Fifty years on, White stood in front of the mound at Kauffman Stadium, with his retired number 20 placed proudly on the outside of the Royals Hall of Fame in the background. Charged with the responsibility of throwing out the first pitch at the 2018 Ban Johnson League All-Star Game, he didn’t want an “embarrassing moment,” so he decided to pitch from in front of the mound. Painting the corner of the strike zone, the small crowd gathered for the game cheered feverishly as a hometown hero walked off the field he called home for 18 years.
“It is really nice that the Royals continue this trend, this tradition, having the All-Star game here at the stadium,” White said, moments before his pitch. “It's great for the players, the families, and I think it really gives them a sense of accomplishment.”
The Ban Johnson League is an amateur league in the Kansas City area that allows for high school and college players to compete during the summer when out of college season. The All-Star game has been hosted by the Royals for the past 50 years, with the first four occurring in Municipal Stadium and the following 46 at Kauffman.
The league itself was named after Ban Johnson, who was the founder and first president of the American League that we know today.
"This is their shot. They're college guys, they're playing to get drafted. Most of them have played together for a while,” White said. “And to be able to make an All-Star team, when they're amongst so many different players, and to be able to put it on display here, at a major-league stadium, I don't think you can beat that.”
White competed in the inaugural game in 1969, and he knows how big of a moment it is for the players on the field. He grew up just eight blocks away from Municipal Stadium and remembers walking out onto the field for the All-Star on a Sunday afternoon.
Fifty years on, the Royals still host the All-Star game annually. It’s not only a chance for college players to get recognized by scouts, but for Hall of Famers like White to pass on their knowledge and experience to the younger guys.

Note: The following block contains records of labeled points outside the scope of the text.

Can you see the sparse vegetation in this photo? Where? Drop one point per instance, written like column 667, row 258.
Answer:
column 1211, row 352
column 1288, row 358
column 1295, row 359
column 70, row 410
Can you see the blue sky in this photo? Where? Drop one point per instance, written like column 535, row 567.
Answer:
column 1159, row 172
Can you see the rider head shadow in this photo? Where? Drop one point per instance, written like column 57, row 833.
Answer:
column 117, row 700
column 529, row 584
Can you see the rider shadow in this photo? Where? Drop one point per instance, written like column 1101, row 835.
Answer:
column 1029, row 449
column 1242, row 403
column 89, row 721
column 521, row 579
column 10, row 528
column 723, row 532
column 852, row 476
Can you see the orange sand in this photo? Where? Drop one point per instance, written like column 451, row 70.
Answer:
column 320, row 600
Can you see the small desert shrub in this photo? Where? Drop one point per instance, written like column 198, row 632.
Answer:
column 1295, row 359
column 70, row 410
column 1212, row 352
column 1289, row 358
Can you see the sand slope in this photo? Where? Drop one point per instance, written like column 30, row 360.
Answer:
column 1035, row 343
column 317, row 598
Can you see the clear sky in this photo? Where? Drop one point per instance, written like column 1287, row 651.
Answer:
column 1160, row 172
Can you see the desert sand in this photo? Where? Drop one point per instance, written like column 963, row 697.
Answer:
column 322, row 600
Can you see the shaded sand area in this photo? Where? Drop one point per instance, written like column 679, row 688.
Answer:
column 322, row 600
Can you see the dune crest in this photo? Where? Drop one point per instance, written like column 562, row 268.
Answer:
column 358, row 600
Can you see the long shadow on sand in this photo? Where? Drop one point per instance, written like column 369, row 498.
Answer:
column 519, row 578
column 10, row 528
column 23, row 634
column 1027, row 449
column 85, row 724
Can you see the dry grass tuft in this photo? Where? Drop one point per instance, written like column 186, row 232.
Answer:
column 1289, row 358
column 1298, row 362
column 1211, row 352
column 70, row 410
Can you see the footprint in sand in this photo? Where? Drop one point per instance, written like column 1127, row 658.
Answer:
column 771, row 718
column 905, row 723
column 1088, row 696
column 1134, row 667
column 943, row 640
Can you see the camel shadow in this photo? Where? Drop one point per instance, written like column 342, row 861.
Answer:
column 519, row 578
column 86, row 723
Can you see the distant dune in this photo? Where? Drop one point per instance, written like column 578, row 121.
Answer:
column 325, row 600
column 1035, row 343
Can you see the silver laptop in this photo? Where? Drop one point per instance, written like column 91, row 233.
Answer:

"What you want to tell them is to just block it out. Focus on what you've been doing all the time, don't put any additional things into it,” White said. “Just go out and play the game, and I know everybody can be a star. You've just got to do what your talents allow you to do, and hope that's enough."
The five-time Major League Baseball All-Star had a thing or two to say about the current Royals on Monday evening, too. The Royals left Kansas City on the back of a winless homestand against the Cleveland Indians and Boston Red Sox, dropping their record to 25-64.
“I think whenever you're going through tough times, you have to rely on your veteran guys,” White said. “I think when you have young guys who come up here and try to learn how to play this level, I think it's really important how the veteran guys carry themselves.”